1
Yorum
6
Beğeni
5,0
Puan
2293
Okunma

her cümlenin sonunda yeni bir hayat
ve her şiirin sonunda bir acı yaftalanırken yüzümüze
yeni ve son arasında aslında hiçbir fark yoktu.
ikisi de gölgesi hep uzun bir hayatın başlangıcıydı.
güneşin hiç parlamadığı bir korulukta yürüyorum sanki
buruşmuş yüzümde hayatı çepeçevre saran
ağaçların dalları gölgeleniyor,
ayağımın değdiği yerde hışıran yaprakların
çıkardığı sessiz tınıdan anlıyorum
her duraktan sonra yeni bir yağmur yağarmış
ve her yağan yağmurdan sonra
sonbahar yaprakları gibi sararırmış insan.

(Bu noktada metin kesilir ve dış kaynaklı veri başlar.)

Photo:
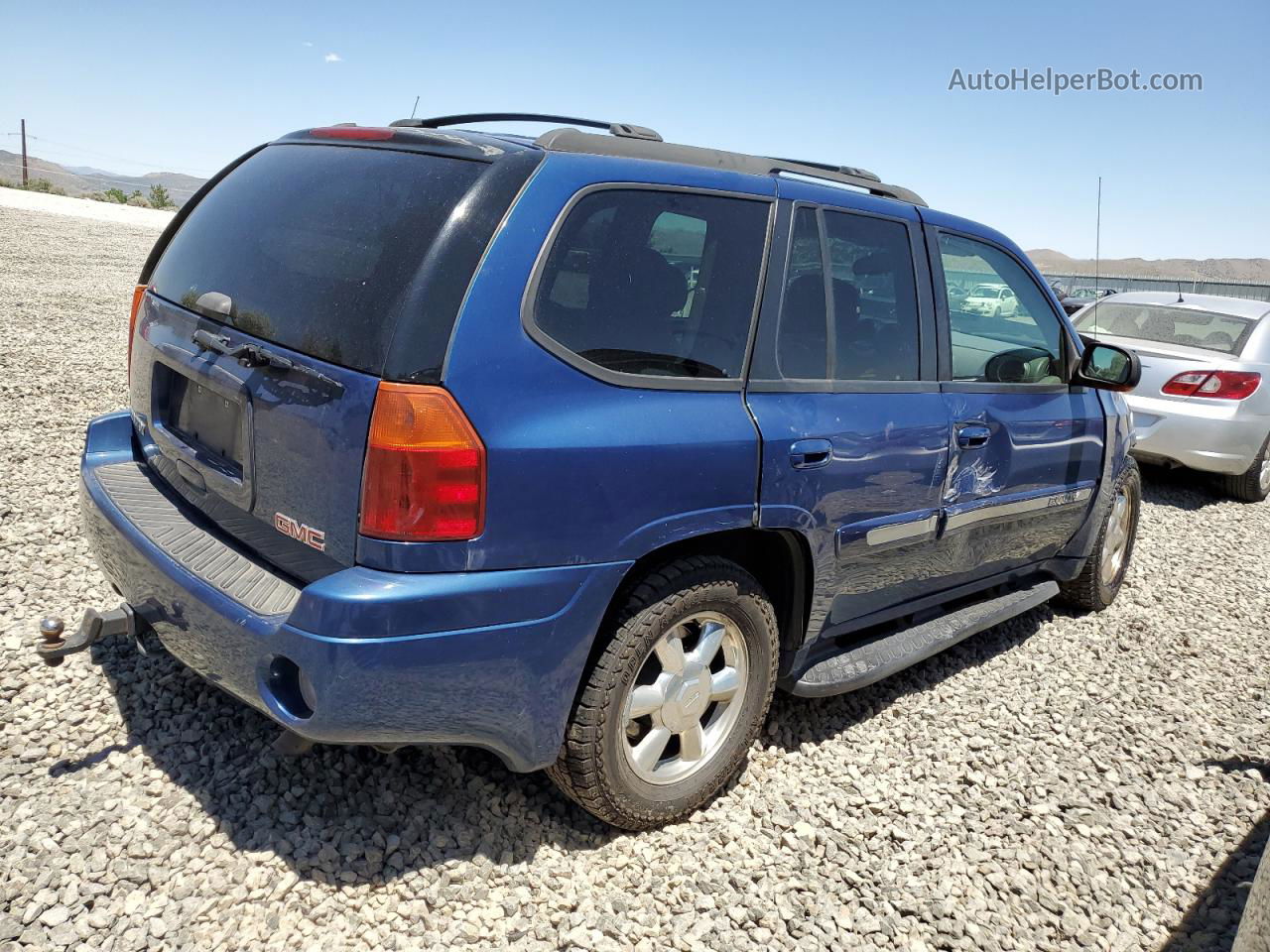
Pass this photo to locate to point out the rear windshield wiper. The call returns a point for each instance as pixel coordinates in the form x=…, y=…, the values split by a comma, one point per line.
x=257, y=356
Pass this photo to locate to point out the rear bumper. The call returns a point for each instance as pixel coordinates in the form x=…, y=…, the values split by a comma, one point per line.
x=486, y=658
x=1215, y=435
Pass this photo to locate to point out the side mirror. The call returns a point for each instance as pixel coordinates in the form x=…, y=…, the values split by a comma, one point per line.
x=1107, y=367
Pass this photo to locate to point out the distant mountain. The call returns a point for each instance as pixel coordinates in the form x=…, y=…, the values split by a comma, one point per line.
x=81, y=180
x=1237, y=270
x=86, y=171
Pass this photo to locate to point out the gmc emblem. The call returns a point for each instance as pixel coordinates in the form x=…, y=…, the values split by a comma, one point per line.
x=312, y=537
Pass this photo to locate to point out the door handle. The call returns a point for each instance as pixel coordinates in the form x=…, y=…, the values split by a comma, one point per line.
x=970, y=435
x=811, y=453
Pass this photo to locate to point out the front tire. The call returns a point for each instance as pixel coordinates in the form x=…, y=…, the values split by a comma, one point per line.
x=1254, y=484
x=1102, y=574
x=668, y=710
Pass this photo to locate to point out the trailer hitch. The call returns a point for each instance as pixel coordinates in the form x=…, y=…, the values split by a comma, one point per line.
x=54, y=644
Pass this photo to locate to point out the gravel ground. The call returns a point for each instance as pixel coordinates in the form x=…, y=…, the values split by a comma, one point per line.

ve şimdi yazılmış bütün şiirlerin arkasından,
sararan bir sonbahar yaprağı gibi
yere düşüyorum sanki.
nereye dokunsam ve nereye bassam
bir hüzün yumağıyım,
bir hüznün hikayesiyim.
bu hikayenin içinde sadece hükmünü
doldurmuş bir ölüm yok,
onun dışında ne ararsan var.
oyunlarını henüz küçükken oynayamamış bir çocuk,
bir bardak suyu çeşmeden doldururken
hep yarım bıraktığım günler yani
ve zaten hiç dolduramadan
nasıl büyüdüğümü de anlamadan geçen günler.
gençlik derken,sevdalarım
uğruna her gün,her gece ağladığım,
gözyaşlarımın sel olduğu acılar
ve sonra işime hiç gelmeyen
beni hiç tatmin etmeyen
bir basiret,bir olgunluk kaldı sadece geriye.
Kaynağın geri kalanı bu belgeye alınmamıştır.